Teresa Peel, 52 of Daingerfield, attends an informational class on becoming DONA certified doula at Expectant Heart Pregnancy Resource in Longview in April. Peel wants to become a doula to support young women in their births. Peel went into labor in her college dorm room when she was 18 without telling her family she was pregnant. (Sarah A. Miller/Tyler Morning Telegraph)

“I knew I was pregnant, but I was in denial,” Peel said. “I didn’t take a pregnancy test. I didn’t see a doctor. I was embarrassed and scared. Getting pregnant can define who you are and who you’re going to be, so I was a black dot on the family there for a minute.”

Peel had not told anyone she was pregnant, including her parents. The day she went into labor she called her cousin, who was also a student at SFA. He took her to the hospital.

“In the process of my parents not knowing and no one knowing I was pregnant, the hospital inserted a person for me to give the child up to for adoption,” Peel said. “But they hadn’t said anything to me about it except to mention to me that adoption was an option, and that I could have the baby and just go on back to class.”

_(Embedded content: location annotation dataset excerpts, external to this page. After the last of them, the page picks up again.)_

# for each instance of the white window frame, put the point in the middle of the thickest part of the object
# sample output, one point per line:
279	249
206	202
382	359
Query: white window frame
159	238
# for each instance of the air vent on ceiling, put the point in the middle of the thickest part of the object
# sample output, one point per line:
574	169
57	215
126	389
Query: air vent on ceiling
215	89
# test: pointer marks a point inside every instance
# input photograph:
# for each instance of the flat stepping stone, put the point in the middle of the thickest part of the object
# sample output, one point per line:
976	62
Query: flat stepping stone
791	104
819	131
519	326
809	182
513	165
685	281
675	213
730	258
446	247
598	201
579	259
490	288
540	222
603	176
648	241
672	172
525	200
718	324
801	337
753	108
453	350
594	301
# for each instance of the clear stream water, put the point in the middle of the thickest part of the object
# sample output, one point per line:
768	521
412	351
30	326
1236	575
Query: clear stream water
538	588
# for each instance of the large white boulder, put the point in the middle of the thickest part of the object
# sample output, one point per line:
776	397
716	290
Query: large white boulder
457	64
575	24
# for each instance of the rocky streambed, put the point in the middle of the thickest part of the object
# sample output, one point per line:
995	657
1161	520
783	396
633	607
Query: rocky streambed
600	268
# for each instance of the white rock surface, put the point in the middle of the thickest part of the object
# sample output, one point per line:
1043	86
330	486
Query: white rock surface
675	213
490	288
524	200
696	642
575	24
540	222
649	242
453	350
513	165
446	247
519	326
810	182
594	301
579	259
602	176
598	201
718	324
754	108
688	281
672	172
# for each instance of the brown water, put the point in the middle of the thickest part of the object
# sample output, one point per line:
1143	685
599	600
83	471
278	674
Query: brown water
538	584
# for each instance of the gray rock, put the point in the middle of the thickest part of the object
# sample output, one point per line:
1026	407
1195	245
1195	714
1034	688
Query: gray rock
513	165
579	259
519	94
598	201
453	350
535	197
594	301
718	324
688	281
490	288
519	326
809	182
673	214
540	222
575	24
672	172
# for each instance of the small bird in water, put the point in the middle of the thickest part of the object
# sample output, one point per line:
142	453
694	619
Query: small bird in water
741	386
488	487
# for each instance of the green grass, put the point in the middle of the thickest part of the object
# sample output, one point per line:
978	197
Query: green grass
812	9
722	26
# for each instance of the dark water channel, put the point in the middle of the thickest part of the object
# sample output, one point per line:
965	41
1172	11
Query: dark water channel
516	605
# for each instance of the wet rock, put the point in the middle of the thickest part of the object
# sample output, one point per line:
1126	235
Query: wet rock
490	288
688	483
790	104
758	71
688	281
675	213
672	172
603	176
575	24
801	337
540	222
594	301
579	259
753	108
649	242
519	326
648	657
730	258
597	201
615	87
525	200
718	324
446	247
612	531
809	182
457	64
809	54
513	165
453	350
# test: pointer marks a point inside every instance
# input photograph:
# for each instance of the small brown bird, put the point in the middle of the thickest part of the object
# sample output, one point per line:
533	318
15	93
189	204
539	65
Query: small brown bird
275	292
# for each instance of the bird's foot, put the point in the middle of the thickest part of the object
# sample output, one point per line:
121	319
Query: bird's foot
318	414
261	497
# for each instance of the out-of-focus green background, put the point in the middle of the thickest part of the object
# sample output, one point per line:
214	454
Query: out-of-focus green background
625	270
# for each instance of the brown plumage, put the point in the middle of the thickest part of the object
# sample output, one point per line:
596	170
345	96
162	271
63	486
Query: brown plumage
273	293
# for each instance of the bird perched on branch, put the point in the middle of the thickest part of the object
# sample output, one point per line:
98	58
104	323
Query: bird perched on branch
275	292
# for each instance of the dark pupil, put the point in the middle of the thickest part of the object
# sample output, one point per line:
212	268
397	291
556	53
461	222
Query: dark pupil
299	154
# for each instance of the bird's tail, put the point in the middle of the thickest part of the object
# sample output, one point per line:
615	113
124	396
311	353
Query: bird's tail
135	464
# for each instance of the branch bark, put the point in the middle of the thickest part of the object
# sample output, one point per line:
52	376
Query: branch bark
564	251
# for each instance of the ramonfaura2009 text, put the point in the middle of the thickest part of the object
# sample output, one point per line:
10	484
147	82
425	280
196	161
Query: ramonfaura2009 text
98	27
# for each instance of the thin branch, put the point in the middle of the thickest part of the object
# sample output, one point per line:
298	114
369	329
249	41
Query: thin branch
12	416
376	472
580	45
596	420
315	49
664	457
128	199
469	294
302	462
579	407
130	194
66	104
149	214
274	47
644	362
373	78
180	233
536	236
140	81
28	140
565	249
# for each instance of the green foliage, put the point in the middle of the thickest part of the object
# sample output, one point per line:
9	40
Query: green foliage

Luckily, Peel’s parents arrived shortly after the birth and were there to advocate for their daughter and new grandchild.

“They tried to make my parents believe that I had consented to the adoption,” she said. “If my parents had arrived an hour later, the baby could have been gone.”

Marissa Holt, 34, of Pittsburg, wants to become a doula because of the pressure she faced from her religious family when she got pregnant at 18.

“Christians are so pro-life, but they are also so judgmental,” Holt said. “I want to tell people it’s OK to be Christian and to have a child out of wedlock. Everything’s going to be OK, and to decide to give your child up for adoption is also OK.”

Casie Williamson, of Diana, found Expectant Heart when her daughter became pregnant and was considering giving the baby away or having an abortion for financial reasons.

“When she came to Expectant Heart for help, her perspective on her pregnancy changed,” Williamson said “This is the only place where she feels she isn’t being judged.”

Angelia Gipson, 37, of Kilgore, has always been interested in work surrounding the medical field.

“I worked in a nursing home, and that’s what gave me my passion to help,” she said.

Gipson has had several miscarriages.

“When I heard about this program, I knew it was for me,” Gipson said. “I knew that I was never going to be a doctor, I was never going to be a midwife, but this was something I could do to let me help someone who has possibly gone through something I’ve experienced myself. I can tell them that I do know how you feel and I do know your pain.”

While in the hospital herself she’s seen firsthand women being disrespected and not listened to by medical professionals.

“I want to be the voice for someone who may not know what to do or what questions to ask,” she said.